What should I do if I see a coyote?

Unless the coyote is an immediate danger to yourself or your property, the short answer is nothing. Coyotes are an essential part of the ecosystem of the area and we must learn to co-exist with them. The Hubbard Police Department does not respond to calls about wandering wildlife unless there is an immediate public threat. The Oregon Fish and Wildlife Department does not respond to complaints unless a coyote has killed a pet in broad daylight, followed a human child, approached a person without fear, or acted aggressively without provocation. If a coyote has truly become a threat, you may contact a pest control service at your own expense.

In Oregon, it is illegal to move coyotes to another location. You also may not shoot them unless they are an immediate threat because of hunting regulations and Hubbard City Ordinances. If you see one on your property, you should make loud noises and try to startle it or chase it off.

Seeing a group of coyotes in town is actually a good thing. Coyotes are territorial, so as long as there is an active pack in the area, more will not wander in.
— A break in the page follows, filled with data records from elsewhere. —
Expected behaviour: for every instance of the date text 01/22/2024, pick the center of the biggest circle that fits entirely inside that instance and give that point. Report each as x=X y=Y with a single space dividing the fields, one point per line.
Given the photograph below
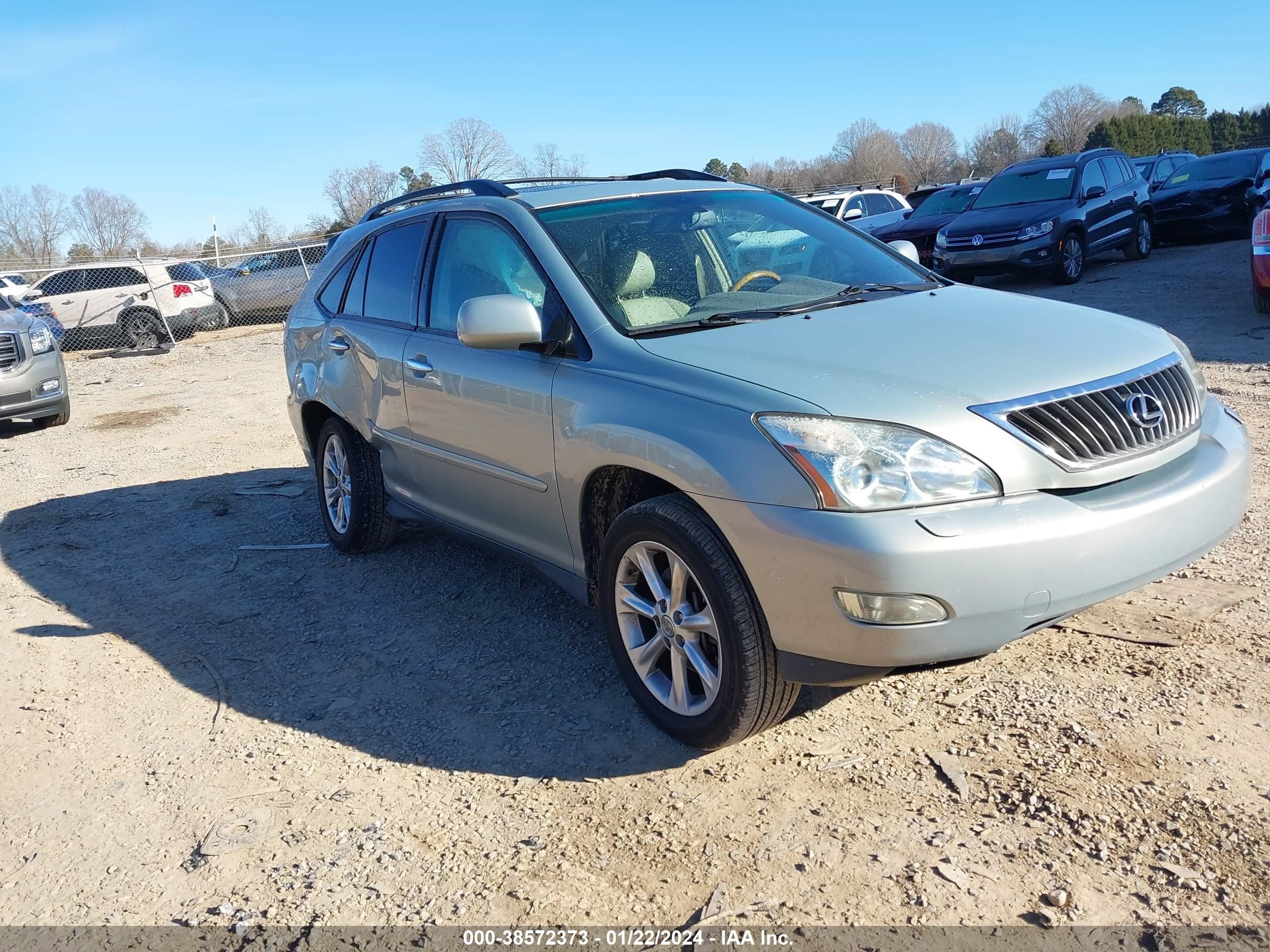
x=624 y=938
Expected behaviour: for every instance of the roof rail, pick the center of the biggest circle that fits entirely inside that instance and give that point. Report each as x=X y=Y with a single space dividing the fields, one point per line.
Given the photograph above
x=477 y=187
x=502 y=190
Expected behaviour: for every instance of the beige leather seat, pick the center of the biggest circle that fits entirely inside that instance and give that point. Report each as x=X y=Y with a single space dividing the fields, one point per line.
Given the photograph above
x=633 y=298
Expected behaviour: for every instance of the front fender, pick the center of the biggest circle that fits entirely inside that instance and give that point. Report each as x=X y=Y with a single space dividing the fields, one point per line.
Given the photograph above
x=695 y=444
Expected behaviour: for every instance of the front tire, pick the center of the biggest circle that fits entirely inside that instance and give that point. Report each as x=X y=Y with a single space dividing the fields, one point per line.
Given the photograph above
x=1071 y=259
x=1143 y=240
x=59 y=419
x=351 y=495
x=685 y=629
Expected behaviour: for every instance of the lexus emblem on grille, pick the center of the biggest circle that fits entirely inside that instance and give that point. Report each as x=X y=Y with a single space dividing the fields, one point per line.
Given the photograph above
x=1143 y=409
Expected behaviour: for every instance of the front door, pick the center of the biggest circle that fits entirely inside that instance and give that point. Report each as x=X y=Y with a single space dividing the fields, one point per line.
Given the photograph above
x=481 y=420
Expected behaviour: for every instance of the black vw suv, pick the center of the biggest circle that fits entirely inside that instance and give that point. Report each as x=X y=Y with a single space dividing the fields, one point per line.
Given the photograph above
x=1050 y=215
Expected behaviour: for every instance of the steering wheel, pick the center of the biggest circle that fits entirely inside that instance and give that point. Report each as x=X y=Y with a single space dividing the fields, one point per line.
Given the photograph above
x=755 y=276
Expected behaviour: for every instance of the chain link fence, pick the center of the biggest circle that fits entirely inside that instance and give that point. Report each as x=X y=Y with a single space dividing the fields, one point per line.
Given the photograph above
x=155 y=303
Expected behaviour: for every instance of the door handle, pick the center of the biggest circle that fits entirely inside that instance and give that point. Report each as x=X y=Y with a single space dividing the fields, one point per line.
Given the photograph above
x=420 y=365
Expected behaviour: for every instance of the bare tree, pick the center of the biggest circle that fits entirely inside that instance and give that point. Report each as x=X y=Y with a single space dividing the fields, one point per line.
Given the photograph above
x=930 y=150
x=997 y=144
x=849 y=140
x=1068 y=115
x=549 y=162
x=111 y=225
x=352 y=192
x=34 y=221
x=466 y=149
x=261 y=228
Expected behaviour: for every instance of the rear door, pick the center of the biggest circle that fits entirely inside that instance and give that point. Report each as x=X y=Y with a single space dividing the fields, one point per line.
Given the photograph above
x=1123 y=206
x=481 y=420
x=1096 y=210
x=371 y=301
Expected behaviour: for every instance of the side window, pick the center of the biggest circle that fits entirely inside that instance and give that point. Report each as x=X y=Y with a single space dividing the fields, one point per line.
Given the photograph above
x=877 y=204
x=333 y=294
x=1112 y=172
x=1093 y=177
x=356 y=296
x=393 y=274
x=478 y=258
x=63 y=283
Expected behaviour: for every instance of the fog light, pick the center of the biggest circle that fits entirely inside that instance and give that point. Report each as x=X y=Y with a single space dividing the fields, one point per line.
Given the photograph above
x=889 y=610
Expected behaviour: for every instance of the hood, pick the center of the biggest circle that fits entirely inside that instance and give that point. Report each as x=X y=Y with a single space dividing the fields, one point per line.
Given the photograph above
x=1200 y=188
x=916 y=226
x=921 y=360
x=1011 y=217
x=14 y=320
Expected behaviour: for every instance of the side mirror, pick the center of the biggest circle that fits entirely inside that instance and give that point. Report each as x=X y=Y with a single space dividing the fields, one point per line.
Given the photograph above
x=498 y=323
x=906 y=248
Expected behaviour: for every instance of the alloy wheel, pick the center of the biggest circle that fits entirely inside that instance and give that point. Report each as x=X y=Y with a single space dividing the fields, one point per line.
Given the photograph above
x=337 y=484
x=669 y=629
x=1074 y=257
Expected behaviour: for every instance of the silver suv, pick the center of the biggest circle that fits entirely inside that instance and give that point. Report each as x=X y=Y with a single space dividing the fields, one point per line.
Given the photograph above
x=761 y=481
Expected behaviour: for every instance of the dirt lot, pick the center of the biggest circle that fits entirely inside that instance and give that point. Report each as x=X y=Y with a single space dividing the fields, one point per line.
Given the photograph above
x=432 y=734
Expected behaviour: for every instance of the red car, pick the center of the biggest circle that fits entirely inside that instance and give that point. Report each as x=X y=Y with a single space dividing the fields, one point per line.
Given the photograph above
x=1262 y=262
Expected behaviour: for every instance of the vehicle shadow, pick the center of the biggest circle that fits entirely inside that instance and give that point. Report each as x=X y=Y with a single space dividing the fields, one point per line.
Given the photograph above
x=432 y=651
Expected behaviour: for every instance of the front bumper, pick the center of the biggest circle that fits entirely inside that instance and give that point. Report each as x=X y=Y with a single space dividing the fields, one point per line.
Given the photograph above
x=1017 y=564
x=1018 y=257
x=19 y=389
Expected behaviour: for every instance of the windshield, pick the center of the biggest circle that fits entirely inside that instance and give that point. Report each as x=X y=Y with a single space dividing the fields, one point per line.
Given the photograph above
x=1024 y=187
x=684 y=257
x=1217 y=167
x=949 y=200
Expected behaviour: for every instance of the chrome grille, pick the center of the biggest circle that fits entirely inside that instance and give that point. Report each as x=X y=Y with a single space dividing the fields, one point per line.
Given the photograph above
x=997 y=238
x=8 y=351
x=1094 y=424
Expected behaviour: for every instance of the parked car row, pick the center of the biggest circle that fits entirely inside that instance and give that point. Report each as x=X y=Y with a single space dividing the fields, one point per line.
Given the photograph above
x=133 y=301
x=1050 y=215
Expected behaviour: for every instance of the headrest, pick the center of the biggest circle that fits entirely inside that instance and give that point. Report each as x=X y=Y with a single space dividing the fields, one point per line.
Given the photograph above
x=632 y=273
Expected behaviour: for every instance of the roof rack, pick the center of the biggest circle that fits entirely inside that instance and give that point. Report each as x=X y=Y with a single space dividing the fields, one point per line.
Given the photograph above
x=846 y=187
x=502 y=190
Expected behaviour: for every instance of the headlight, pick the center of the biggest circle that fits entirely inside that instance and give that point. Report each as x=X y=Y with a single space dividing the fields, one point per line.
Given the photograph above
x=41 y=338
x=1035 y=230
x=1193 y=370
x=856 y=465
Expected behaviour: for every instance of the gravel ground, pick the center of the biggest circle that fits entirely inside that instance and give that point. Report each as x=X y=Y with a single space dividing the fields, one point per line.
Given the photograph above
x=436 y=735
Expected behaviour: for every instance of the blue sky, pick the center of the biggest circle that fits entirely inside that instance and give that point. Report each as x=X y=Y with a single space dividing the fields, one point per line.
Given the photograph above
x=195 y=115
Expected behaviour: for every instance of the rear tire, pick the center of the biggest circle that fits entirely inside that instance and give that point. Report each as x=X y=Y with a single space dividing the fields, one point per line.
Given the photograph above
x=1071 y=259
x=351 y=495
x=1142 y=241
x=140 y=328
x=60 y=419
x=748 y=693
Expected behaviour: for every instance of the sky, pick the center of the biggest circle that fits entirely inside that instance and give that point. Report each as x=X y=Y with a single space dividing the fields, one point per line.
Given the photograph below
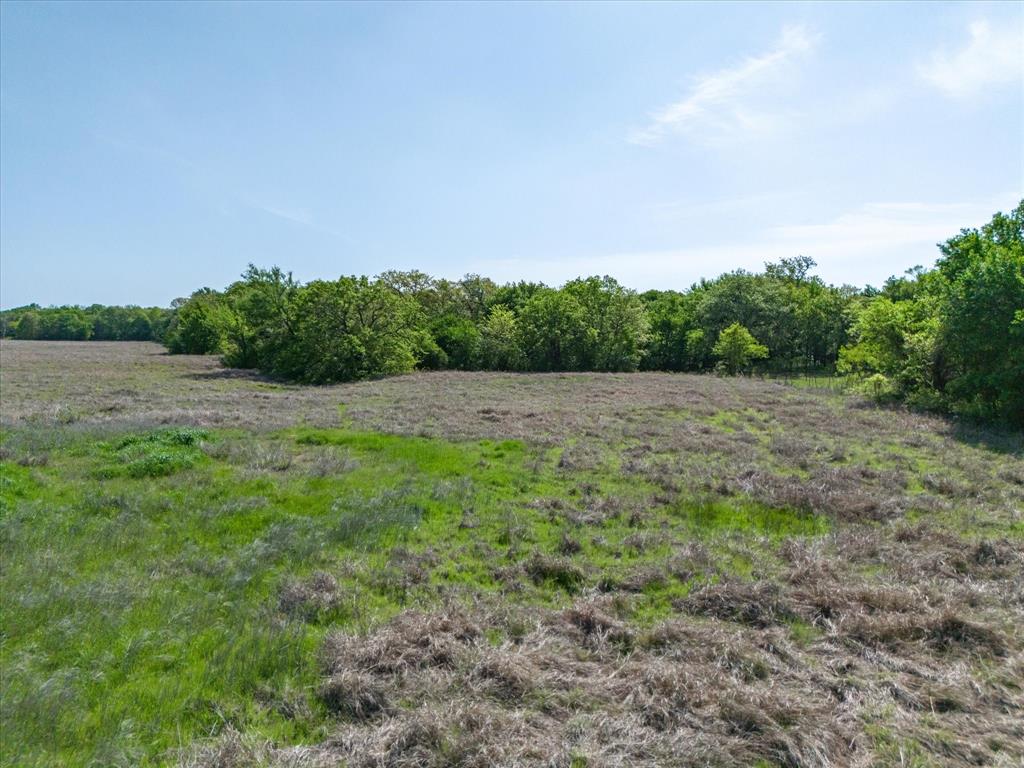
x=147 y=150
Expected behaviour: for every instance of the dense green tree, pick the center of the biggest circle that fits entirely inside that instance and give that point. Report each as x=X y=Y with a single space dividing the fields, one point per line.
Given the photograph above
x=616 y=325
x=736 y=348
x=980 y=332
x=554 y=331
x=349 y=329
x=500 y=341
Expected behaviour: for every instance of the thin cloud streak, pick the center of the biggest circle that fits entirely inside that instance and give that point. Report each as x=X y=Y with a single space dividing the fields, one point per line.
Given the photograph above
x=991 y=57
x=863 y=246
x=723 y=104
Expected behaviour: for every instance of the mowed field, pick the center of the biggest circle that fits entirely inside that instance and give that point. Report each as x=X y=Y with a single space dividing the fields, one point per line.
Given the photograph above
x=204 y=567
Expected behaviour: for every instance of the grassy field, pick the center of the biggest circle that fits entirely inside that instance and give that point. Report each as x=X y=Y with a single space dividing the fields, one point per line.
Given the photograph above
x=203 y=567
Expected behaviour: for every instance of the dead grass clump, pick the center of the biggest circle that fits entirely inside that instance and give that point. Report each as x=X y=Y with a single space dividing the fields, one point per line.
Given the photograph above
x=309 y=598
x=569 y=545
x=837 y=493
x=508 y=676
x=411 y=641
x=558 y=570
x=760 y=604
x=354 y=695
x=596 y=625
x=945 y=633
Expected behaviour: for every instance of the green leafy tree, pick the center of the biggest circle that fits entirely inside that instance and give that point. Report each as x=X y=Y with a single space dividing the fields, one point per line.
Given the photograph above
x=736 y=348
x=980 y=330
x=554 y=332
x=500 y=347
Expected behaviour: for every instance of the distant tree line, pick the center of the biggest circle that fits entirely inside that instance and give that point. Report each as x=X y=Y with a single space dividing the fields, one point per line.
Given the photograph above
x=96 y=323
x=949 y=338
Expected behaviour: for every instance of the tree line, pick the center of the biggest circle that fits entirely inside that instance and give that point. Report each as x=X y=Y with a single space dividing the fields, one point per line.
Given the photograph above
x=97 y=323
x=948 y=338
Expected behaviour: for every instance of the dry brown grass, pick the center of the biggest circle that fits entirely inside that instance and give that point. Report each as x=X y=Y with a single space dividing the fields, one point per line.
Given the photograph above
x=896 y=638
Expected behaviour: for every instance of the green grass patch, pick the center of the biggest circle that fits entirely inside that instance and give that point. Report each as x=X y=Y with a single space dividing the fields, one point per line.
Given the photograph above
x=144 y=572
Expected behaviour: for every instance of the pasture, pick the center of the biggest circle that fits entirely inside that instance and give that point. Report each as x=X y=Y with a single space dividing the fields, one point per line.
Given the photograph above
x=206 y=567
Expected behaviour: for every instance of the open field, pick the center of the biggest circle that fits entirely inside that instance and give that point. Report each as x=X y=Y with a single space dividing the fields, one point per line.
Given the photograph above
x=203 y=567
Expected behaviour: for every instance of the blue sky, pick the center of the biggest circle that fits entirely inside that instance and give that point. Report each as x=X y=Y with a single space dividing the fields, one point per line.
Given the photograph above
x=147 y=150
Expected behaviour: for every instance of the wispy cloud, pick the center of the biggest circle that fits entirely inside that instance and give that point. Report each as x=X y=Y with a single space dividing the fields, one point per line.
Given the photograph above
x=992 y=56
x=864 y=245
x=729 y=103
If you are concerned about your pets, there are steps you can take to proactively attempt to keep coyotes off your property. Keep your garbage can lids closed tightly; coyotes love human scraps. Do not feed your pets outside. If you must, remove their bowl after daylight hours. Do not let your small pets outside unsupervised, especially at dawn or dusk. Do not let your pets wander; an inside cat is a safe cat. If you have multiple issues or concerns, consider installing a fence on your property. If you keep chickens or rabbits, make sure their housing is secure and check it often for any tears or weak points. If you have concerns about livestock, consider getting a guard animal and also check the fencing for points in need of repair.